Under A Vitrine and a Bevy of Satellites

by Paddy Johnson and Matthew Leifheit on March 21, 2014 Opinion

The Nimitz-class aircraft carrier U.S.S. Abraham Lincoln in April 2012.  Iran is building a mock-up in one of its shipyards

The Nimitz-class aircraft carrier U.S.S. Abraham Lincoln in April 2012. Iran is building a mock-up in one of its shipyards

Unrelated stories about Iran, Israel and art have come up three times in an art context over the course of two days. That’s unusual here at AFC so I’ve taken the liberty of bundling a few reflections into a post.

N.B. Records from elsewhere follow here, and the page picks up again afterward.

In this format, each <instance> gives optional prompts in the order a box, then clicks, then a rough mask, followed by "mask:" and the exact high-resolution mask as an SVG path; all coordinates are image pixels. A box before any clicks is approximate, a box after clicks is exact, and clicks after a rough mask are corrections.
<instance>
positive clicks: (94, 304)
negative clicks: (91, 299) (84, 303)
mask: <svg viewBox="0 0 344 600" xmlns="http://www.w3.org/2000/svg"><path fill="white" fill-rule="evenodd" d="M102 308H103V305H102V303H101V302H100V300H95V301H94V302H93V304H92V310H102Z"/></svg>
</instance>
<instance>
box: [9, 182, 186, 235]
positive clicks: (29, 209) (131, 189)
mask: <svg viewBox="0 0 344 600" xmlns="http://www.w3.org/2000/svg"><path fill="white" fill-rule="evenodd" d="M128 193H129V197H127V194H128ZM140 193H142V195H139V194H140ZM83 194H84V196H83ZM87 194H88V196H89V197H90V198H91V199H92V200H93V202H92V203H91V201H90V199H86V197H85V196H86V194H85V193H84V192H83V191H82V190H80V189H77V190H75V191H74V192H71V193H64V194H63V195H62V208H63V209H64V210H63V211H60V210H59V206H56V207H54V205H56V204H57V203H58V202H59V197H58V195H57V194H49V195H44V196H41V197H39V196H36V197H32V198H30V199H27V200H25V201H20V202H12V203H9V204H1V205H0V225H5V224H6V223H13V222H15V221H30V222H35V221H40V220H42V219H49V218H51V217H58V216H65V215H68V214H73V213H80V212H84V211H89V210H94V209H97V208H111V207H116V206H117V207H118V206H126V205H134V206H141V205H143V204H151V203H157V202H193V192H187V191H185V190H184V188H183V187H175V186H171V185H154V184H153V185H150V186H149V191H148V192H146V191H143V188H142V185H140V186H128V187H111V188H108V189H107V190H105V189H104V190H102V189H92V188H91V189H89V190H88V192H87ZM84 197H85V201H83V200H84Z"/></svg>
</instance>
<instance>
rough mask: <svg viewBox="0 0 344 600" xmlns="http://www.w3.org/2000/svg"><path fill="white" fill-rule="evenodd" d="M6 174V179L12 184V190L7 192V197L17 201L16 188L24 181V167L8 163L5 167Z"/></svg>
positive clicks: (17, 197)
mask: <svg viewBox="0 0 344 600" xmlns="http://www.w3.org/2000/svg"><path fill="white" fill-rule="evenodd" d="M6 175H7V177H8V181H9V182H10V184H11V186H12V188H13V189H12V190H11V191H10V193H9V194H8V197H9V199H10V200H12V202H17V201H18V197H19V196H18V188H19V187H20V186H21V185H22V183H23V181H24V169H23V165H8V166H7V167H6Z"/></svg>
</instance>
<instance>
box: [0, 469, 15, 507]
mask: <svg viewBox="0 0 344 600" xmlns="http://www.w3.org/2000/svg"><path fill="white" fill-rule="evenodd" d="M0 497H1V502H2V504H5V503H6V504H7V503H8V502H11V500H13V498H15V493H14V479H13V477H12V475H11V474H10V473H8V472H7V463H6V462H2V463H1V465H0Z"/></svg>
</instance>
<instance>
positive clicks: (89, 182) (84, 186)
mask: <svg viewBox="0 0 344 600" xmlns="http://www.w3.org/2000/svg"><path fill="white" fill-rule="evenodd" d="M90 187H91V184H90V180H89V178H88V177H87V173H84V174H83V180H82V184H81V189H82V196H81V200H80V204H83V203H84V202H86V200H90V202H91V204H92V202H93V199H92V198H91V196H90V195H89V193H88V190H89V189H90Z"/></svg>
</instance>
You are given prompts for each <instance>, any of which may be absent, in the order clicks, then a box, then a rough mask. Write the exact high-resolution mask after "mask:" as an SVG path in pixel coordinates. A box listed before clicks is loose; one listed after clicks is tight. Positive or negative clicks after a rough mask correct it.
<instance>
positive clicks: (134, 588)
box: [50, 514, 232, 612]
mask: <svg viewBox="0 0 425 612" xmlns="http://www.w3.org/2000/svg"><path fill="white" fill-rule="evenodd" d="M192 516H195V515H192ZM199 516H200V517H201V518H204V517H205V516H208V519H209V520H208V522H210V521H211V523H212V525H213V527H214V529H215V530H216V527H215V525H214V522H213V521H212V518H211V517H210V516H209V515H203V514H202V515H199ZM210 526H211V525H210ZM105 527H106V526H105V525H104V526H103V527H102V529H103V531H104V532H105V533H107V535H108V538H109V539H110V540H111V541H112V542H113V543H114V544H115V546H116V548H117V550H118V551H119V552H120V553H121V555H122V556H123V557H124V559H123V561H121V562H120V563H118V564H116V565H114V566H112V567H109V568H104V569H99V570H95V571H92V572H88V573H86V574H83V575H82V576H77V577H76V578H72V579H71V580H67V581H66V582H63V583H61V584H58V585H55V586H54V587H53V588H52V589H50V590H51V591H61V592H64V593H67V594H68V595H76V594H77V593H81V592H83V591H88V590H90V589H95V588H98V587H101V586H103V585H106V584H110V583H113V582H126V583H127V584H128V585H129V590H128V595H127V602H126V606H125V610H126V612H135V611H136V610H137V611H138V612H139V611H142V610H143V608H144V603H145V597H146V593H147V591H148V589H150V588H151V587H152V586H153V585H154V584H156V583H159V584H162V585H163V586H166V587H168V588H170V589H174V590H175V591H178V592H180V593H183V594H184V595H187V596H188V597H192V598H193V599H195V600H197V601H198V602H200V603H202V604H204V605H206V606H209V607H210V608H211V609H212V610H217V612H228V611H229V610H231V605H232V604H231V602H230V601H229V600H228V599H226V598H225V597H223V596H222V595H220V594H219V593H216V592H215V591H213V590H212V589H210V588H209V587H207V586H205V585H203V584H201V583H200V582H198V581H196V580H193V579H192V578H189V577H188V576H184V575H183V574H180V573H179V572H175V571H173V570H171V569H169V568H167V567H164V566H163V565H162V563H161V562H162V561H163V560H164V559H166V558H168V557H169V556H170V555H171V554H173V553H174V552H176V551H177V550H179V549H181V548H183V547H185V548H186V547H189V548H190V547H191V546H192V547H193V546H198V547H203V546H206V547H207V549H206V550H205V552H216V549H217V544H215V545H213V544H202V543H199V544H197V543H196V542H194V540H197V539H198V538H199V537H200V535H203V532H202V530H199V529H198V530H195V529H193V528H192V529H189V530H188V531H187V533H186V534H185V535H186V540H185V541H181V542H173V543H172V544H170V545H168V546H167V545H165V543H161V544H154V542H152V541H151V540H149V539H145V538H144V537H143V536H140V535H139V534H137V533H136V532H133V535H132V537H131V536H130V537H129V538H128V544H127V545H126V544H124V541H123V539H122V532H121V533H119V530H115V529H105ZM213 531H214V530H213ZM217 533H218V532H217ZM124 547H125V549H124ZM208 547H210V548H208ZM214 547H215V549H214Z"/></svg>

UNDER CONTEMPORARY ART’S VITRINE

File this piece under long reads (or short academic reads). Artist and writer Gelare Khoshgozaran describes her invitation to show her work in an exhibition in Tel Aviv as an “invitation for [her] “identity” to be exhibited in the vitrine of cultural tourism by means of “art”. About a month later she visits “The Iranian Modern Art” exhibition at NYU, which coincided with “Iran Modern” at Asia Society and doesn’t like what she sees.

Exhibitions such as Iran Modern, which reduce Iran to the binary “glorious pre-Islamic Republic” versus the “oppressed post-revolutionary,” are part of a larger neocolonial attitude granting Iran legitimacy through modernity. The desire to be legible to the western subject is at the core of this exhibitionism and (over)exposure. Documentary practices of photography and fictional short or feature films where the brown subject is a “representative”—both depicting and delegating—for the eyes of the white Western “art and culture lover,” contribute to this desire. The responsibility of the pedagogical brown is to be willing to educate the western white enthusiast. Hence there is always going to be a documentary about “gays in Iran,” a TedTalk about “Iranian Contemporary Art,” an NPR story about underground rock in Iran and an exhibition “about contemporary art from Iran and Syria”.

Khoshgozaran’s observations felt true, but they also left me wondering about how much education the western white enthusiast really wants. Yesterday I visited a student’s studio at SVA who was making non-functioning art guns for children. Bits of translucent blue plastic were affixed to one of the guns with a stapler for ammunition. Another had a tank full of marshmallows, while an adjacent gun, spray painted silver, looked like a cross between a canon and a telescope. The student had a lot of family in Israel, and this, I was told, somehow informed what he was doing.

Sending kids a message that violence is a high-minded way of solving problems is the kind of cultural response I don’t care to be educated in, though I suppose there’s something to be said for work that doesn’t painfully hue to a politically correct message. I’m not sure what that is, though, which I find troubling.

IRANIAN SHIP LOOKS FAMILIAR TO U.S.

Identity politics may be less complicated when they are simply being replicated. Yesterday, the New York Times reported that US officials believed a trompe l’oil mock-up of an American nuclear-powered aircraft carrier would be blown up in Iran purely for propaganda purposes. That same day, I received an email imploring me to write about the subject as it was surely an art story. After all, the replica doesn’t function, it’s shrouded in mystery, and is yet intended to communicate a message over, say, completing a specific task. It’s an immerse and conceptual (by which I mean only that thought and strategy has played a part in its making).

Valid points, but I can’t bring myself to do more than point out a similarity in language. I’m more comfortable with art serving no purpose in the political power games that lead to war. Part of that stance comes from the belief that during times of extreme duress our energies better spent elsewhere. Perhaps more urgently though, I just don’t want to participate.